An estimated 30,000 people who have the virus live in Philadelphia, according to the Philadelphia Department of Public Health. Residents are infected at a rate of five times the national average, according to AIDS Fund Philly, a local nonprofit.
In its early days, those who worked with the HIV/AIDS community underestimated the complexity of the epidemic, said Robb Reichard, the executive director of AIDS Fund Philly.
Even with this breakthrough, Reichard still wants people to understand the complexity of the virus, he said.
“I think the danger of when this kind of research or breakthrough is that it leads to this perception that we don’t have to worry about HIV anymore because of this research,” he said.
“Our work is not going to be done until 1.1 million people living with HIV have been cured or eradicated from the virus,” he added.

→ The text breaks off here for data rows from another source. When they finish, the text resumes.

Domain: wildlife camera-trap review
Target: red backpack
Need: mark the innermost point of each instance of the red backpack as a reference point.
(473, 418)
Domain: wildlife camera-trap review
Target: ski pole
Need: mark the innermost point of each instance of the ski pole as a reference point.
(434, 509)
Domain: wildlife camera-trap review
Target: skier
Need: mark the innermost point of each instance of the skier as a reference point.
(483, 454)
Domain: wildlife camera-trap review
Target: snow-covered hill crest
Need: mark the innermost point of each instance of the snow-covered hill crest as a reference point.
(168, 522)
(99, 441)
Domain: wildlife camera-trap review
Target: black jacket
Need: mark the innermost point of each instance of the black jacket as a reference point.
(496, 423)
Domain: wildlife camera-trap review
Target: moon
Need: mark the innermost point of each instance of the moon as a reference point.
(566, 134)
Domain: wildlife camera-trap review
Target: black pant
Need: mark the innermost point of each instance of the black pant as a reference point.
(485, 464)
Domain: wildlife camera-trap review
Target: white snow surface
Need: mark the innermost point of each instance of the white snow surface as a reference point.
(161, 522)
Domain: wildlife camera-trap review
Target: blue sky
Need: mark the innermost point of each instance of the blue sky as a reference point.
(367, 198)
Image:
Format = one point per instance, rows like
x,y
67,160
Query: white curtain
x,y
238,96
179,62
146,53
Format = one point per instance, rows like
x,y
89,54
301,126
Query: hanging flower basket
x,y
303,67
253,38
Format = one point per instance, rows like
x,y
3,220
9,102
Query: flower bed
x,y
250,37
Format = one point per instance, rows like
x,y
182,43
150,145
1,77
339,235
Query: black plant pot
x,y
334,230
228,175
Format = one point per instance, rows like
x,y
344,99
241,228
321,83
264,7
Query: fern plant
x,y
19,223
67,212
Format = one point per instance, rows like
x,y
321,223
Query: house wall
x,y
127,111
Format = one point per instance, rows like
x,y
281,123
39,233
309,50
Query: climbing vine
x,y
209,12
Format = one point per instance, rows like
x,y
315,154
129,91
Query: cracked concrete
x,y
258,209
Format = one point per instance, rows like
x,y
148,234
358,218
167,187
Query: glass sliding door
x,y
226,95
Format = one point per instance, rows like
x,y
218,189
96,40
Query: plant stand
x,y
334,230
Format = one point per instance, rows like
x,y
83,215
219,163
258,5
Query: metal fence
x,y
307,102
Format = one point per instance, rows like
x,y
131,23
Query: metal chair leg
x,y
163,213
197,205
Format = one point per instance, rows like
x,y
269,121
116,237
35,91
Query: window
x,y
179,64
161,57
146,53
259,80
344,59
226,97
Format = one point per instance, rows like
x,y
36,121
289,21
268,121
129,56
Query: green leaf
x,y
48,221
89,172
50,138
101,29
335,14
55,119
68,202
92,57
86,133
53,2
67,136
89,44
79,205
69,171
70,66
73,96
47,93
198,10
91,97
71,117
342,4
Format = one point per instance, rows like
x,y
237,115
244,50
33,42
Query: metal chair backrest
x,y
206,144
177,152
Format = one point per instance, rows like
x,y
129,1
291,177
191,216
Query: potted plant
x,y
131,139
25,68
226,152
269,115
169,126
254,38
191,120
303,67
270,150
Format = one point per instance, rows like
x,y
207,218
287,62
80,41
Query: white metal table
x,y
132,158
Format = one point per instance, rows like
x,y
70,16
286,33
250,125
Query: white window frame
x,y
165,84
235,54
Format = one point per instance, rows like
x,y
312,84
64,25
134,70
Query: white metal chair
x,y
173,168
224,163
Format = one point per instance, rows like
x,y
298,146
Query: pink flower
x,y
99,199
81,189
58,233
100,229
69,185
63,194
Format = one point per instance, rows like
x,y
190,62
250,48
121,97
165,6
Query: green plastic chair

Temple and UNMC researchers are eager to move forward with the search to find a cure for 100 percent of the mice, Gendelman said.
The team also hopes to eliminate possible side effects of gene therapy that could affect humans, he added.
“We’re cutting out genes from the entire human genome, what if we make a mistake and cut out a gene that makes you think well, or maybe makes you write or walk,” Gendelman said.
The research team will attempt to completely eliminate the virus in a non-human primate, said Khalili, who is also the Laura H. Carnell chair of Temple’s department of neuroscience.
“Already we have seen a lot of excitement in the research community and obviously our goal is to get rid of the disease because it is still more than 35 million people are infected with HIV,” Khalili said.
Along with finding a cure, Khalili wants to ensure that around the world HIV patients have access to the proper treatment they need, he said.
“Not everybody is receiving care and getting proper treatment,” Khalili said. “[We must] make sure our cure is not just in the privileged countries, but those poorer countries who don’t have access to well-equipped hospitals and technology.”